Monday, August 24, 2009

How we won the Ashes in Sutton Bridge

I left King's Lynn yesterday morning on the bus for Sutton Bridge. I got a shock when I arrived as the town's main hotel, which was apparently still thriving according to numerous websites, and found it was boarded up. I was later told that it had been like that for a year or so.

This turned out not to be a problem as I was able to find accommodation just down the road. The cricket was on in the bar and I was pleased to see that we had already got both Australian openers out.

I headed off to photograph the Crosskeys bridge. This structure, the third bridge on the site, was opened in 1897 and originally carried both road and rail traffic - the railway (the old Midland and Great Northern line, which took generations of holidaymakers to the Norfolk coast) on what is now the westbound carriageway and the road on the eastbound side. The railway closed in 1965 and the bridge is now road only, carrying the modern A17.

The bridge is interesting because it a swing bridge crowned with a control cabin and is still opened several times a week to allow large ships to make their way up the River Nene to Wisbech. It used to open more often, but a port has been developed below the bridge at Sutton Bridge which has taken much of Wisbech's trade.

According to Wikipedia the Crosskeys Bridge was used as a location in the film of Philip Pullman's The Golden Compass. I shall have to see it now.

Having examined the bridge I set off down the banks of the Nene for the Wash. I had read that about three miles downstream, at what was then the mouth of the river (more land has been reclaimed since then - indeed, you never do quite reach the sea when you try anywhere around the Wash), two ornamental lighthouses had been erected in 1831.

They never served as lighthouses but were used as customs posts. The lighthouse on the east bank was the home of Sir Peter Scott in the 1930s. When I reached them they turned out to resemble nothing so much as a pair of salt and pepper shakers.
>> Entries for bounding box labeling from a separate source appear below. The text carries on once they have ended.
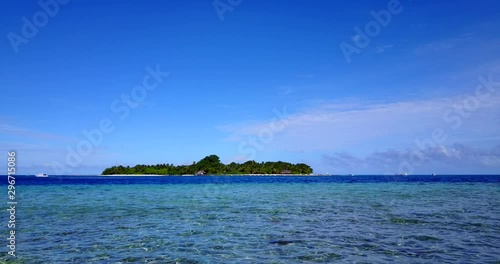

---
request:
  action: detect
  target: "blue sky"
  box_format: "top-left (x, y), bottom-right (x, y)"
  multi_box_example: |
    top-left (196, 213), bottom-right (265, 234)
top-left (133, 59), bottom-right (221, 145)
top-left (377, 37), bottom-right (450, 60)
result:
top-left (0, 0), bottom-right (500, 174)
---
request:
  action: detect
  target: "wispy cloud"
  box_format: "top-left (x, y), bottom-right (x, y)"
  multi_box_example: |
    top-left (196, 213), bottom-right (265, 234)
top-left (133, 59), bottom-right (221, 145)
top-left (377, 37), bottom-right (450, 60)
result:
top-left (298, 73), bottom-right (314, 78)
top-left (0, 124), bottom-right (74, 142)
top-left (322, 143), bottom-right (500, 174)
top-left (220, 92), bottom-right (500, 151)
top-left (376, 44), bottom-right (394, 53)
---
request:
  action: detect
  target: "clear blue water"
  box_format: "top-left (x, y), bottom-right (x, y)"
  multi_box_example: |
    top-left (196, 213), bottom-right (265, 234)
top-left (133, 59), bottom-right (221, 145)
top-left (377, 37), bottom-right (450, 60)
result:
top-left (0, 176), bottom-right (500, 263)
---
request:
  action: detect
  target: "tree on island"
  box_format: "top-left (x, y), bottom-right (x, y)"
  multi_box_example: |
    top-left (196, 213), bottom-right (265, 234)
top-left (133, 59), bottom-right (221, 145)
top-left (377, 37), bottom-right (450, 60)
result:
top-left (102, 155), bottom-right (313, 175)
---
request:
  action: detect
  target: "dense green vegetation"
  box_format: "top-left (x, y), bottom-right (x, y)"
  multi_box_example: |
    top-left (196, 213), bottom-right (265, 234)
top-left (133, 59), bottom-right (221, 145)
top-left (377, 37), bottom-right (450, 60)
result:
top-left (102, 155), bottom-right (312, 175)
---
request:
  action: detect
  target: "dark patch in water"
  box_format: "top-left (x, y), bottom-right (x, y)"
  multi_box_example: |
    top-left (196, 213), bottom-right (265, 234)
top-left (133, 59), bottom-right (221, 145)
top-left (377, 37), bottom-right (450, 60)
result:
top-left (408, 236), bottom-right (442, 241)
top-left (391, 217), bottom-right (424, 225)
top-left (269, 240), bottom-right (304, 246)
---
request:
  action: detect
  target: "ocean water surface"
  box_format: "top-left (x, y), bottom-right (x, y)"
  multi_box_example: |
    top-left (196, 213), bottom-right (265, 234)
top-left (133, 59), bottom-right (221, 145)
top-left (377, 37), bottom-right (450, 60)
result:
top-left (0, 176), bottom-right (500, 263)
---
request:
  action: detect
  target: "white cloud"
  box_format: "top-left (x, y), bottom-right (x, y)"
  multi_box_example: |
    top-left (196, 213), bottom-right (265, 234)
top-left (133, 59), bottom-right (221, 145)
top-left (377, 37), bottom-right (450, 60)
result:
top-left (322, 144), bottom-right (500, 174)
top-left (376, 44), bottom-right (394, 53)
top-left (219, 92), bottom-right (500, 154)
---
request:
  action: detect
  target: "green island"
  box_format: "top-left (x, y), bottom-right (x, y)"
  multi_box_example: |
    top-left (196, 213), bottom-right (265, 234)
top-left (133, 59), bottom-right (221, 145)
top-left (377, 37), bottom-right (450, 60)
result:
top-left (102, 155), bottom-right (313, 175)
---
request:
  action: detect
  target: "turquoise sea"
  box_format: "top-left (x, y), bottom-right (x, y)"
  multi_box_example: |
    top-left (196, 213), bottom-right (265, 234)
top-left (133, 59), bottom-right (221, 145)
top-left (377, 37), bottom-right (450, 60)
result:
top-left (0, 176), bottom-right (500, 263)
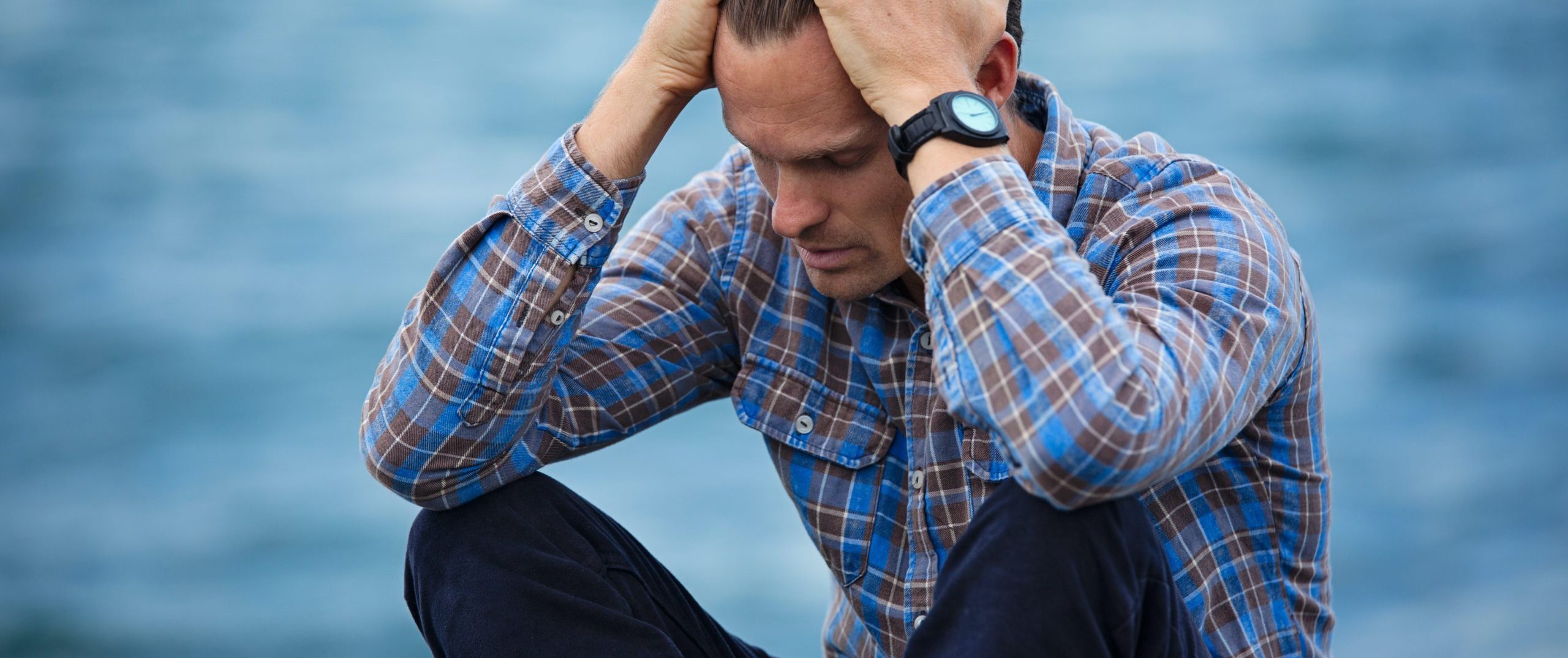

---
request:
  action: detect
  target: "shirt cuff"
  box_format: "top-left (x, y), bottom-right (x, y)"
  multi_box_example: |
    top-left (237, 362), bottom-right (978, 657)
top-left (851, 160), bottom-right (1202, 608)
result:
top-left (491, 122), bottom-right (647, 268)
top-left (902, 154), bottom-right (1049, 282)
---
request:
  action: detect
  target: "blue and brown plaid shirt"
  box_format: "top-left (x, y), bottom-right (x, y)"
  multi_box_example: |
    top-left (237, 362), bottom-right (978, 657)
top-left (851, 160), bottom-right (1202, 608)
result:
top-left (361, 73), bottom-right (1333, 656)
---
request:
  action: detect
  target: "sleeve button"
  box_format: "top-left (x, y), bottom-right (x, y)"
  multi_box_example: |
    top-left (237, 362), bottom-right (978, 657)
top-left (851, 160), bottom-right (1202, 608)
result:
top-left (795, 414), bottom-right (815, 434)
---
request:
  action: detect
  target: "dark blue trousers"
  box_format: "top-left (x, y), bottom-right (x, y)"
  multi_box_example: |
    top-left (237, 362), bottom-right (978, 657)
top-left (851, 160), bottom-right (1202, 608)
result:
top-left (404, 473), bottom-right (1207, 658)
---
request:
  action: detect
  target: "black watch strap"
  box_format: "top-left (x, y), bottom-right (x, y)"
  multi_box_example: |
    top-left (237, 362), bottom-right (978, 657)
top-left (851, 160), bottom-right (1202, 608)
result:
top-left (888, 91), bottom-right (1007, 180)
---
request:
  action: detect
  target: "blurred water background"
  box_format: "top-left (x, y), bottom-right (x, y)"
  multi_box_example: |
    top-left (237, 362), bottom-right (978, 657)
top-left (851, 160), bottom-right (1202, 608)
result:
top-left (0, 0), bottom-right (1568, 656)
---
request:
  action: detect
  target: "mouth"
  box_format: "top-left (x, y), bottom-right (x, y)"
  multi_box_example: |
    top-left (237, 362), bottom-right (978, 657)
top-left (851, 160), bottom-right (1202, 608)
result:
top-left (795, 244), bottom-right (859, 269)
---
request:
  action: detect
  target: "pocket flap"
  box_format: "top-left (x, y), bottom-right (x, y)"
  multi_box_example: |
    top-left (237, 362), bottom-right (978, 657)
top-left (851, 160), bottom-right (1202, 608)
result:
top-left (731, 353), bottom-right (895, 468)
top-left (963, 428), bottom-right (1013, 482)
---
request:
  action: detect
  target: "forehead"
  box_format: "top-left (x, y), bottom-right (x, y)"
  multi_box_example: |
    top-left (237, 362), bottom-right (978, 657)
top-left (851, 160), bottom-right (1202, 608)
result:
top-left (714, 17), bottom-right (886, 160)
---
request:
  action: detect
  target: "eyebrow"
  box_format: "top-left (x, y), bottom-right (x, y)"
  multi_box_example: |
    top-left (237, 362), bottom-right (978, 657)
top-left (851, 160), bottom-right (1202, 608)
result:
top-left (725, 116), bottom-right (865, 162)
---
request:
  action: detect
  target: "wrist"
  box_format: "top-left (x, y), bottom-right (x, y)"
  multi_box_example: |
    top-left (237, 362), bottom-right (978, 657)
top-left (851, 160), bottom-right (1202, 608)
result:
top-left (873, 77), bottom-right (975, 125)
top-left (577, 66), bottom-right (692, 179)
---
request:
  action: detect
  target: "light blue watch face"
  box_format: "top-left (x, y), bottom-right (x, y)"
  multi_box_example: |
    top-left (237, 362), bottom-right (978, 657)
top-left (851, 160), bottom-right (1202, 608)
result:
top-left (952, 94), bottom-right (999, 133)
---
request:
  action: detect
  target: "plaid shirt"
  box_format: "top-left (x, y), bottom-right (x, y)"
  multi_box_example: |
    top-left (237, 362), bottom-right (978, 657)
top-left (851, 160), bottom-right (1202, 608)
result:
top-left (361, 73), bottom-right (1333, 656)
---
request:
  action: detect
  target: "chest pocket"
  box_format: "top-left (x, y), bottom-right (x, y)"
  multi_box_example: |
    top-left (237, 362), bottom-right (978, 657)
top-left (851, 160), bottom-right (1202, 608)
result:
top-left (963, 426), bottom-right (1013, 482)
top-left (731, 354), bottom-right (895, 585)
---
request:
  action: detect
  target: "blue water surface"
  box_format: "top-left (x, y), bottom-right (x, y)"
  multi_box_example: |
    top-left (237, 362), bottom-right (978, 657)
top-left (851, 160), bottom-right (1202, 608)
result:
top-left (0, 0), bottom-right (1568, 656)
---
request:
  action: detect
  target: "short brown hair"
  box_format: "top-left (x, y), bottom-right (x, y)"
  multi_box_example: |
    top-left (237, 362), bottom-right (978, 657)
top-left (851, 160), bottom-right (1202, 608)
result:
top-left (720, 0), bottom-right (1024, 56)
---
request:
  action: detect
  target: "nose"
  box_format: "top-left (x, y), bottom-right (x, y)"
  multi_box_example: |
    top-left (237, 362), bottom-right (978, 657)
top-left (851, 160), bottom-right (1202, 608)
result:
top-left (773, 171), bottom-right (828, 240)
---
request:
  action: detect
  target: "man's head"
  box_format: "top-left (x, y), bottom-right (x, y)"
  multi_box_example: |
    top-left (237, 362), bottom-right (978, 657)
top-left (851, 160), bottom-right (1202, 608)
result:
top-left (714, 0), bottom-right (1022, 299)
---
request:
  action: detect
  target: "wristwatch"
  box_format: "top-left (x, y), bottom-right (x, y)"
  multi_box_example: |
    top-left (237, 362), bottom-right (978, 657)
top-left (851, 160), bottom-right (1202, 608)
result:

The path carries on around the Wash - indeed the Peter Scott Walk will take you down the Great Ouse estuary too and back to the ferry at West Lynn.


I had made a pact with God that I would not look at the test score until I had reached the lighthouses. When I did, I found England had taken five Australian wickets and was reasonably pleased.

After I had walked back into Sutton Bridge I was less pleased to find that there were still only five wickets down. So I bought a beer and sat down to watch, whereupon the last five wickets fell in less than an hour.

Not a bad day, all told.

2 comments:

Stephen Bigger said...

Ah, Sutton Bridge is gorgeous, is it not? Geoff Capes the shot putter came from here. I once competed with him (not against him) in 1964. The Midland and Great Northern is double gorgeous, even though it skirts Sandringham and has carried a few odd characters. A quick trip to Melton Constable and you are at Cromer, looking at fishing boats by the pier and Lutchen's Overstand House. Ah, bliss. Stephen

Niles said...

You know that massive gas power station at Sutton Bridge - that nice Mr Maxfield took us on a tour there once.

Anyway, I am mainly commenting because on the first read through, I thought you said God had taken five wickets from the Australianites, and I thought "Steady on, old chap!" Then I read it properly.